A soto voce me llegó un relato corajudo con el Ejército Zapatista de Liberación Nacional. Con ellos convivió, en sus propios caracoles y la adoraban. Allí filmó un documental que le puso alas y verdad a la voz de esa lucha. Hay un mito sobre ella, que circuló por las escuelitas zapatistas, su sola mirada le esclarecía la misión al más despistado. ¡Como hacía Jesús, compadre!, me decía uno de ellos.

No lo supe de inmediato, sino cuando noté la ausencia de mi samaritana. Ya yo estaba completamente recuperado y no quería partir. Había un surco mágico entre sus ojos y los míos, de los míos a los suyos; pero ella habría de partir, otro pueblo la esperaba y yo me vine al lago Titicaca, mi nuevo nacimiento. Nunca supe quiénes me asaltaron en aquellos parajes nordestinos; pero burlar la muerte me enseñó a buscarle un sentido a la vida.

Me enfoco en el lago, respiro lento y demorado; pero ella sigue interrumpiendo mis balbuceos de meditador bisoño, para recordarme que Samaria es el mundo, aunque ahora mismo debe estar marchando en Argentina, junto a Pañuelos en Rebeldía, un movimiento nacional que acompaña los espacios formativos de pueblos originarios.

Vuelvo mis ojos al lago, mi abdomen se distiende lento, lento y me digo que los pensamientos son nubes que pasan bajo un cielo azulísimo y a ratos tapan el sol, pero pasan y veo cómo las mariposas forman filas en torno mío, miran al poniente; pero ella vuelve a interrumpirme el silencio y yo no puedo más que aceptar su manera rotunda de estar con los pies bien plantados en el mundo.

Nunca podré abrazar su cuerpo para decirle que mi paz y su paz son compatibles; dice que no le teme a la soledad. Cuando el vacío la abruma, si alguna duda sobre su misión asoma el feo rostro, como ella suele decir; imagina que siembra una semilla de luz y al poco tiempo aparece una nueva razón para partir con su mirada solidaria.

La última vez que supe de ella, estaba en el Salvador, colaborando en la Secretaría de educación del Frente Farabundo Martí.

Y pensar que a los 17 años ambos tuvimos el mismo sueño recurrente.
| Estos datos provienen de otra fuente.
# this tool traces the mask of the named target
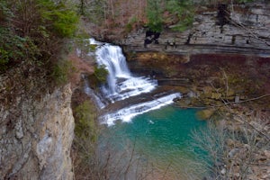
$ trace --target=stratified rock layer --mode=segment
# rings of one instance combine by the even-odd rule
[[[0,77],[5,85],[8,80]],[[6,88],[0,86],[2,94]],[[73,178],[71,94],[67,85],[39,98],[16,94],[12,104],[1,104],[0,179]]]
[[[220,14],[220,5],[227,14]],[[158,44],[144,47],[146,30],[141,29],[118,41],[125,51],[162,51],[176,54],[237,53],[270,56],[270,3],[201,6],[193,27],[183,32],[169,27]]]

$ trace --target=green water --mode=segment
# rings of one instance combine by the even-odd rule
[[[187,179],[184,174],[202,175],[196,170],[200,151],[192,146],[196,142],[191,132],[206,127],[206,122],[197,120],[195,112],[194,109],[167,106],[138,115],[129,123],[119,122],[109,127],[106,134],[114,149],[133,147],[144,161],[171,174],[164,179]]]

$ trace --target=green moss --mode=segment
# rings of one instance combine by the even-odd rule
[[[197,112],[196,116],[200,120],[209,120],[212,114],[214,113],[214,110],[206,109]]]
Nos veíamos rodeados de gente que sufría y extendía sus manos suplicando ayuda y un dolor profundo nos zanjaba el pecho, como una daga y entonces descubríamos, que teníamos alas. Cada uno interpretó a su modo esa experiencia onírica; pero en el fondo sabíamos que estábamos en el mundo para amar incondicionalmente. Cuando ella me rescató yo había olvidado ese sueño, ella no, ella estaba en Brasil, del lado de los pobres.

Somos diferentes, es cierto, yo ralento el fuego, ella lo agita, yo busco el milagro que libera en la quietud, ella en la lucha de los pueblos latinoamericanos. Trato de no aferrarme con mi amor egoísta, ella siempre partirá en pos de un amor mayor; pero vuelve a ratos, con su moto, sus pasos seguros y me rindo, hasta que su silueta se diluye entre el brillo verdoso del lago y vuelvo a buscar el hilo dorado que me une a Isla del Sol y me convierte en habitante de todo lo creado.